Extracting and Parsing Raster Metadata
Reliable remote sensing pipelines begin with accurate geospatial metadata. Before any pixel-level computation, band math, or spatial join can occur, your system must correctly interpret coordinate reference systems, affine transforms, data types, nodata sentinels, and sensor-specific tags. This guide provides a production-tested workflow for programmatically reading, validating, and structuring raster headers using rasterio — a foundational step within the broader Core Raster Fundamentals & STAC Mapping architecture.
Pipeline position
Metadata extraction sits at the entry point of every ingestion and analysis pipeline. It runs before CRS transformation, before pixel resolution normalisation, and before any data is read from disk or cloud storage. Parsed metadata drives all subsequent decisions: which resampling kernel to apply, whether to reproject, which nodata mask to propagate, and how to align multi-source grids.
The diagram below shows where metadata extraction sits in a typical pipeline:
Prerequisites
pip install "rasterio>=1.3" "pyproj>=3.4" "numpy>=1.24" "pydantic>=2.0"
For GDAL binary compatibility, prefer the conda-forge build:
conda install -c conda-forge rasterio pyproj numpy
| Library | Min version | Why required |
|---|---|---|
rasterio |
1.3 | Dataset reader, affine transform, tag access |
pyproj |
3.4 | CRS string normalisation, authority lookups |
numpy |
1.24 | Dtype introspection, nodata range checks |
pydantic |
2.0 | Optional — strict model validation and JSON schema |
Conceptual prerequisites:
- Understanding of the TIFF Image File Directory (IFD) structure — see Understanding Cloud-Optimized GeoTIFF Structure for how COG headers are laid out in the file
- Familiarity with EPSG codes and authority-based CRS definitions — see Mastering CRS Transformations in Rasterio
Step-by-step workflow
Step 1 — Open the raster safely
Always open files inside a with block.

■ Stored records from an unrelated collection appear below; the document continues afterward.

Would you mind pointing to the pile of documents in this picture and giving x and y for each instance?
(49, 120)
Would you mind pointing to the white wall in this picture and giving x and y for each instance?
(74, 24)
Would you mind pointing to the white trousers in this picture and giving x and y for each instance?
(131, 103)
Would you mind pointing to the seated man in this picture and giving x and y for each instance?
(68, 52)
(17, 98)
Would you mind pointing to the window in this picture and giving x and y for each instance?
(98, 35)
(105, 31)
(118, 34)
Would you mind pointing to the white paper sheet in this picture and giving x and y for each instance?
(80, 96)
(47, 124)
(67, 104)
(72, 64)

This guarantees that the underlying GDAL dataset handle is released immediately after parsing, which prevents file descriptor leaks in long-running workers or multiprocessing pools.
import rasterio
uri = "s3://my-bucket/scene.tif" # local path or /vsis3/ URI both work
with rasterio.open(uri) as src:
print(src.driver) # GTiff, HDF5, JP2OpenJPEG, …
print(src.count) # number of bands
print(src.width, src.height)
For cloud-hosted files, configure GDAL environment variables before the first open call to enable HTTP range requests and avoid full-file downloads:
import os
os.environ["GDAL_DISABLE_READDIR_ON_OPEN"] = "EMPTY_DIR"
os.environ["CPL_VSIL_CURL_ALLOWED_EXTENSIONS"] = ".tif,.tiff"
os.environ["AWS_NO_SIGN_REQUEST"] = "YES" # for public buckets
Step 2 — Read core spatial attributes
The five attributes below form the geometric contract for the raster. Every downstream operation — reprojection, window reads, spatial joins — depends on them being correct.
with rasterio.open(uri) as src:
# CRS: normalise to an authority string (e.g. "EPSG:32632")
crs_str = src.crs.to_authority() if src.crs else None
# e.g. ("EPSG", "32632") — convert to "EPSG:32632" as needed
# Bounding box in native CRS units (left, bottom, right, top)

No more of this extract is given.